Moldova was perhaps the poorest of the countries in the former Soviet Union, and the coordinator there had requested a lecture on patient communication. I was to be the presenter.
My topic: “Talking to your patient.” The first time I gave this talk, I began by asking the question, “If a patient you knew had advanced cancer (and whose death was quite plausible) asked you, ‘doctor, do I have cancer, and will I die from it?’ how would you reply?”
In the past, if I had asked the participants a simpler question such as, “What medication do you usually use first for hypertension?” I would get a few hands with a quiet room. But not this time.
Once I posed the question and waited for replies, I noticed a change in the room. The participants were suddenly more alert, some seemed anxious, and others talked to their neighbors.
The first response from the audience was, “No, I would tell them that they were going to be alright.”
“If we revealed their chances, they would become more distressed and die sooner,” another observer replied.
“Why should I make them feel uncomfortable?” someone else shouted out. The room was palpably energized. Not one of the participants wanted to let their patients know the actual status of their health. Some of the participants actually seemed angered by my question.
I then asked another question: “If this was you, would you want to know?”
“Yes” was a nearly universal answer.
Talking to Patients Continued
As I probed a bit more, none of the providers were aware of Kubler Ross and her work on stages of dying in terminally ill patients.
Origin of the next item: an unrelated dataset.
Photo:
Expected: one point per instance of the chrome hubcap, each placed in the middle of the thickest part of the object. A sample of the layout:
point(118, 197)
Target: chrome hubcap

It turned out to be common practice among these providers not to present the patient with the facts about their situation.
I suggested that they may want to consider a change in their approach and gave some information about how this situation was approached in the U.S.
I repeated this lecture a number of times. The next time I began by saying that what I was going to discuss was a little different from how medicine was practiced in their community. This did not work; I encountered the same reply and level of anxiety in the room. I went as far as to say my talk may be controversial, but please look at these ideas as just ideas and not a recommendation to change your practice pattern. Still, the response remained the same.
I had always considered these replies wrong and not in the best interest of the patient, until I began writing this article. The rather uniform responses from our overseas colleagues demonstrated that not all doctors are following what is standard practice in the United States. Without categorizing different approaches as right or wrong, the differences do underline what our duty is to our patients facing the end of life, and why we would consider approaching our patients in a manner different from that we ourselves would prefer.